“Continuous-time Optimal Dynamic Contracts” by Mr. Feng Tian
Mr. Feng Tian
Ph.D. Candidate in Technology and Operations
Stephen M. Ross School of Business
University of Michigan
The talk draws from two papers in dynamic contract design. The first paper considers a basic model, in which a principal incentivizes an agent to exert effort to increase the instantaneous arrival rate of a Poisson process. The effort is costly to the agent and unobservable to the principal. Each arrival yields a constant revenue to the principal. The principal, therefore, devises a mechanism involving payments and a potential stopping time to maximize her profits.

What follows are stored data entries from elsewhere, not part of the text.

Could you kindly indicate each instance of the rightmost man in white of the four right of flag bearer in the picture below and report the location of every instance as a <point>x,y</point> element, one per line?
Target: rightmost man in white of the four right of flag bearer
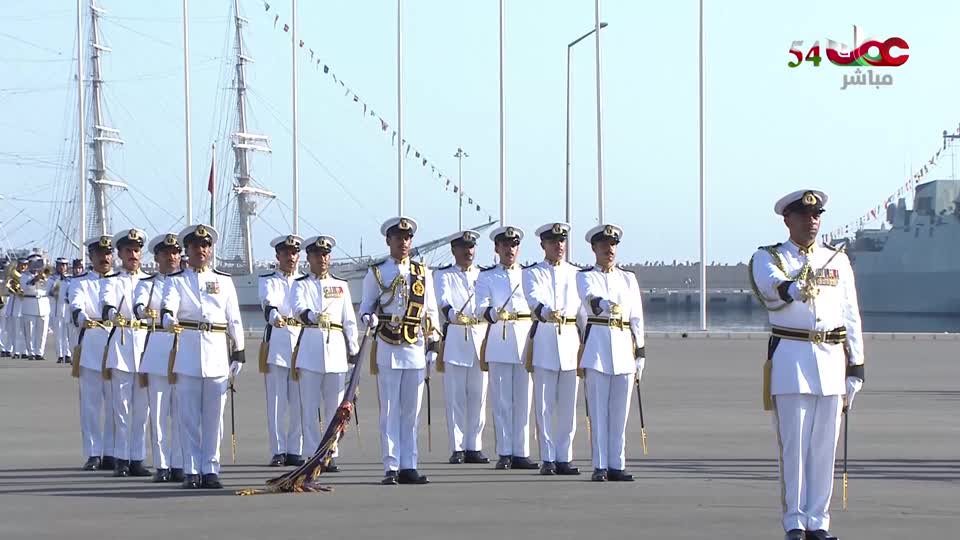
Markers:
<point>613,354</point>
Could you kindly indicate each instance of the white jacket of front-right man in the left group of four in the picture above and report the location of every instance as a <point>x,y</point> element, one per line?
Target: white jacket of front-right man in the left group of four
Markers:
<point>206,297</point>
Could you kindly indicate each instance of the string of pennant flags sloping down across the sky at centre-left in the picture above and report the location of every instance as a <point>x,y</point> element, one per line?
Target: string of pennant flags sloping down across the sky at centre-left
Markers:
<point>410,151</point>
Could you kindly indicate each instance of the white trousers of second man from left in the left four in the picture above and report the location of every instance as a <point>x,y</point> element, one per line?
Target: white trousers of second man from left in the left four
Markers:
<point>130,408</point>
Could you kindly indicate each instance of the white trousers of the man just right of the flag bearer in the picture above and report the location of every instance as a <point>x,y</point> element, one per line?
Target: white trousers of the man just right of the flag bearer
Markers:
<point>465,395</point>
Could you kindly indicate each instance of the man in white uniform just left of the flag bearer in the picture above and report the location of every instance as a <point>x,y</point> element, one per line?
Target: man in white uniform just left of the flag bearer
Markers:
<point>323,304</point>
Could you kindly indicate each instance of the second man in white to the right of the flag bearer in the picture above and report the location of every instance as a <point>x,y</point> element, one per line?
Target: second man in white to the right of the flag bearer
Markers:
<point>501,303</point>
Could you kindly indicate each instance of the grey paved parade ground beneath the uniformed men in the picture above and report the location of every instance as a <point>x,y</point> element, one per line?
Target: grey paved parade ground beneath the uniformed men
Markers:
<point>711,471</point>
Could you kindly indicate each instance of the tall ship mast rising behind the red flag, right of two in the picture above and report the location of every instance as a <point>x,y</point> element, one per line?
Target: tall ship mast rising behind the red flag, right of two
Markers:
<point>236,255</point>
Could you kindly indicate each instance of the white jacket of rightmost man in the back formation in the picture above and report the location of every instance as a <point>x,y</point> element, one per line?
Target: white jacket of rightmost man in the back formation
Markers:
<point>611,349</point>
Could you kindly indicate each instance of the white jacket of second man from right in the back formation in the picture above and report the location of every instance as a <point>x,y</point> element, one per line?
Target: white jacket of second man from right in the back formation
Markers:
<point>553,287</point>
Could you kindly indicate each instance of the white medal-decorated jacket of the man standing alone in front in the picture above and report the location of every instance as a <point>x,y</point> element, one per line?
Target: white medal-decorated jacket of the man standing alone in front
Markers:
<point>805,367</point>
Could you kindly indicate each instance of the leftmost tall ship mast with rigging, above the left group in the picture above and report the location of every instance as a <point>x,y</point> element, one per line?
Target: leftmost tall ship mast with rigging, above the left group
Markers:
<point>103,134</point>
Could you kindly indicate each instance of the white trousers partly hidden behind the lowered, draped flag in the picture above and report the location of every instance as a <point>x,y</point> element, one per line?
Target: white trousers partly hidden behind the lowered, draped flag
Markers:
<point>320,396</point>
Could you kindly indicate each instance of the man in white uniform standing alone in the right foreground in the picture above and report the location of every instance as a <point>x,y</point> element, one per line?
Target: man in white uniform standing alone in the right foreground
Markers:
<point>815,358</point>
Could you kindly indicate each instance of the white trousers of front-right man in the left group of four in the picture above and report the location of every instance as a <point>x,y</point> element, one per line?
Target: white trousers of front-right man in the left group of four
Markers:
<point>201,402</point>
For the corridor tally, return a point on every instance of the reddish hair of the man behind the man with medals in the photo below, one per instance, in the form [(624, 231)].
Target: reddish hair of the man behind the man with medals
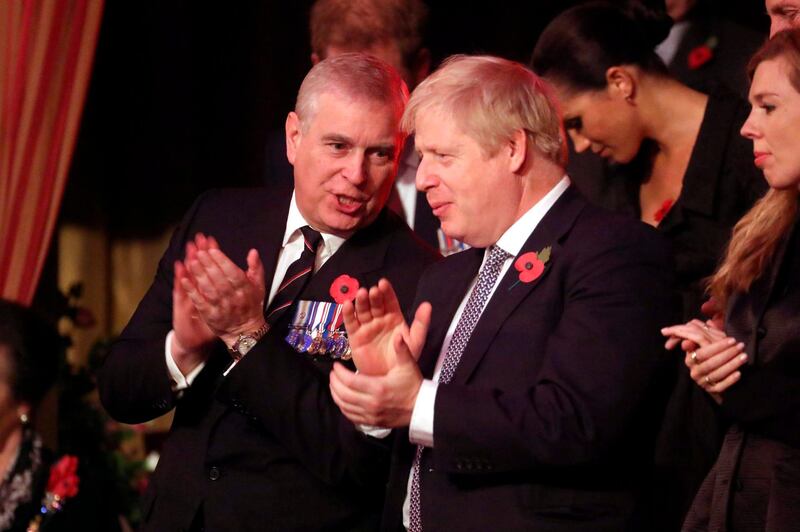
[(361, 24)]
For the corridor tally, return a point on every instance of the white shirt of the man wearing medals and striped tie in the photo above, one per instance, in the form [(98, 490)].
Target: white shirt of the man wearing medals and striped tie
[(291, 250)]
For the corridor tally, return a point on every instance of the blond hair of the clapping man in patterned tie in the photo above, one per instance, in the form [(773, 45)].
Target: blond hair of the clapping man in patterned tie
[(490, 98)]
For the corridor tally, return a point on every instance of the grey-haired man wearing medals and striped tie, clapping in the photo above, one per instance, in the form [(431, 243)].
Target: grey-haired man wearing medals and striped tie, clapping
[(242, 323)]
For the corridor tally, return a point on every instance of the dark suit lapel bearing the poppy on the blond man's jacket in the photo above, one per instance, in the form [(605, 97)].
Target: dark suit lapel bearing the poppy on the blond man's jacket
[(510, 293)]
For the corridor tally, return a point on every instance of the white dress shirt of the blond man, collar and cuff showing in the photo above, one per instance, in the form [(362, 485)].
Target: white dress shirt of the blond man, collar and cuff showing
[(420, 430)]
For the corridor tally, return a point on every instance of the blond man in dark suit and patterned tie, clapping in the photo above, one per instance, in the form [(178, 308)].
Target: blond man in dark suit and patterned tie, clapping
[(527, 391)]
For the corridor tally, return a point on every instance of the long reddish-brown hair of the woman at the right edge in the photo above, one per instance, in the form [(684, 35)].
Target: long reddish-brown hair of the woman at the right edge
[(757, 235)]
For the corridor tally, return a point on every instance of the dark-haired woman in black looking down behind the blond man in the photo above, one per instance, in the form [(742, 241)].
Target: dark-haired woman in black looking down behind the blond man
[(677, 162)]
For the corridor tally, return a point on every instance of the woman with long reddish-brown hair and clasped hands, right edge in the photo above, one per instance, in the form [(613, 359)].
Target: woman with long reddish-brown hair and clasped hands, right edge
[(752, 367)]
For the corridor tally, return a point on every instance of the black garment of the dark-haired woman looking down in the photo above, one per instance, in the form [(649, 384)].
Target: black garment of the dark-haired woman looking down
[(720, 185)]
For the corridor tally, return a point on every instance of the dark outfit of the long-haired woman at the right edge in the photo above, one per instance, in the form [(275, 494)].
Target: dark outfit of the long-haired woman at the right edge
[(755, 483)]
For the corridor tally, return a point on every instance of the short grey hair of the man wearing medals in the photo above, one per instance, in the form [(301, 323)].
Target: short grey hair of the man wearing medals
[(354, 75)]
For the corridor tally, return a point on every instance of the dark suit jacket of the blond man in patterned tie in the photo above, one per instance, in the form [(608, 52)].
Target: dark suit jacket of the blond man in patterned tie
[(549, 421)]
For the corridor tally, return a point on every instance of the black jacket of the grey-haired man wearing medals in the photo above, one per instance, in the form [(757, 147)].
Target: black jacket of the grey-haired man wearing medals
[(265, 448)]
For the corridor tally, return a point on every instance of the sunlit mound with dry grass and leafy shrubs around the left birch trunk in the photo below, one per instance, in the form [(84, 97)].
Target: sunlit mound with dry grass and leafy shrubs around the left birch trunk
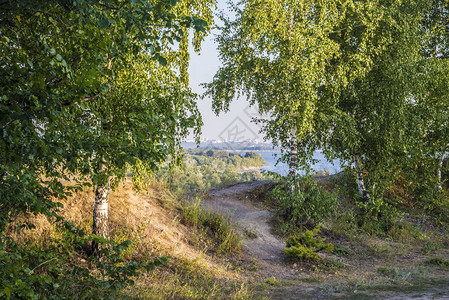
[(144, 259)]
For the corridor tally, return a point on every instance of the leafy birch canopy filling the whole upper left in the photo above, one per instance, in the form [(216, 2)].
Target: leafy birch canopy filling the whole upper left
[(88, 88)]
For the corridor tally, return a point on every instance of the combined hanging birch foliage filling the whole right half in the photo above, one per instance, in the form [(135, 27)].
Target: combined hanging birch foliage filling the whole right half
[(375, 91)]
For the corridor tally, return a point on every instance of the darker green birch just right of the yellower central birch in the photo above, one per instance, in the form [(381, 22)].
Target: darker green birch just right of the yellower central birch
[(371, 122)]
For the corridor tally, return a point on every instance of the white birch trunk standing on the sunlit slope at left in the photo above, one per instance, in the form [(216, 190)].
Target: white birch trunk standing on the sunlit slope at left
[(100, 217)]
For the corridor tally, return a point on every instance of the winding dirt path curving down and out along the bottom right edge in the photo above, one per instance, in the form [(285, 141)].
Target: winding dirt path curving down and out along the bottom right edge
[(267, 249)]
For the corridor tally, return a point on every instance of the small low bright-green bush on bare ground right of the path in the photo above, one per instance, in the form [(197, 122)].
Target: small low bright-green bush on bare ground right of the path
[(305, 247)]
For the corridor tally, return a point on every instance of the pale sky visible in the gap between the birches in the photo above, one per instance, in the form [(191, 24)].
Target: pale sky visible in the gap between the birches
[(235, 125)]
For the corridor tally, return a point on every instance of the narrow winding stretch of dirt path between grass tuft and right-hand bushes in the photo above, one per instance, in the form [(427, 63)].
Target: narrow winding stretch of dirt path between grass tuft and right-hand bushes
[(260, 243)]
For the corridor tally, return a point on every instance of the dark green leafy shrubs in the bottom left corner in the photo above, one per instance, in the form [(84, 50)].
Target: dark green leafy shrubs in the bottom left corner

The second paper builds on the first paper’s framework and considers a more complex setting where a principal hires an agent to run a local service store. Customers request service in one of two ways: either via an online or a traditional walk-in channel. The principal does not observe the walk-ins, nor does she observe whether the agent exerts (costly) effort to increase customers’ arrival rate. This creates an opportunity for the agent (i) to divert cash (that is, to underreport the number of walk-in customers and pocket respective revenues) and also (ii) to shirk (that is, not to exert effort). This leads to a novel so far unexplored double moral hazard problem. We also present dynamic contracts that maximize the principal’s profit.
In both papers, we derive the optimal contracts which have simple and intuitive structures. Further, in the second paper, we extend the model to allow the principal to either (i) monitor the agent or (ii) manipulate the relative attractiveness of the online- against the walk-in- channel (by allowing the use of dynamic price discounting). Both tools help the principal alleviate the double moral hazard problem: we derive optimal strategies for using those tools to guarantee the highest profits.